Dr. Kenneth Swope’s book On the Trail of the Yellow Tiger (2018) focuses on the Ming-Qing dynasty transition and the life of Zhang Xianzhong (1605-47), a rebel known as the Yellow Tiger, who was believed responsible for the deaths of one-sixth of the entire Sichuan province over the course of only two years. In the book, Swope draws from trauma and memory studies to investigate the collapse of the Ming dynasty and explore the military and social history of the transitional period.  As Swope explains, “The book utilizes rare primary sources, including diaries and memoirs, to bring the horrific experiences of war in seventeenth-century China to life, highlighting the career of one of China's most notorious peasant rebels.”

Dr. Joshua Haynes’s Patrolling the Border: Theft and Violence on the Creek-Georgia Frontier, 1770-1796 (1918) focuses on conflicts between the Creek Indians and Georgians along the Oconee River. Previously, the Creek raids on Georgian outposts were viewed to be senseless acts of violence. However, Dr.

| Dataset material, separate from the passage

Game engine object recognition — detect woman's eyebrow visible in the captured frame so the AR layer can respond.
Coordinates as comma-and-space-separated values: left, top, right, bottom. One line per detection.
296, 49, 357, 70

Haynes instead analyzes these acts as measured border patrols employed to maintain Creek borders.  He finds that these attacks were repeatedly exaggerated by Georgia authorities in an effort to justify Indian Removal. “Patrolling the Border demonstrates that Creek Indians in the 1700s defended their rights as a sovereign, independent polity against Euro-American encroachment,” Haynes explains. 

“The history program includes many accomplished and productive researchers, and an extraordinary number of projects were published in 2018 that drew national and international attention to the program,” said Eric Tribunella, Executive Associate Dean in the College of Arts and Sciences.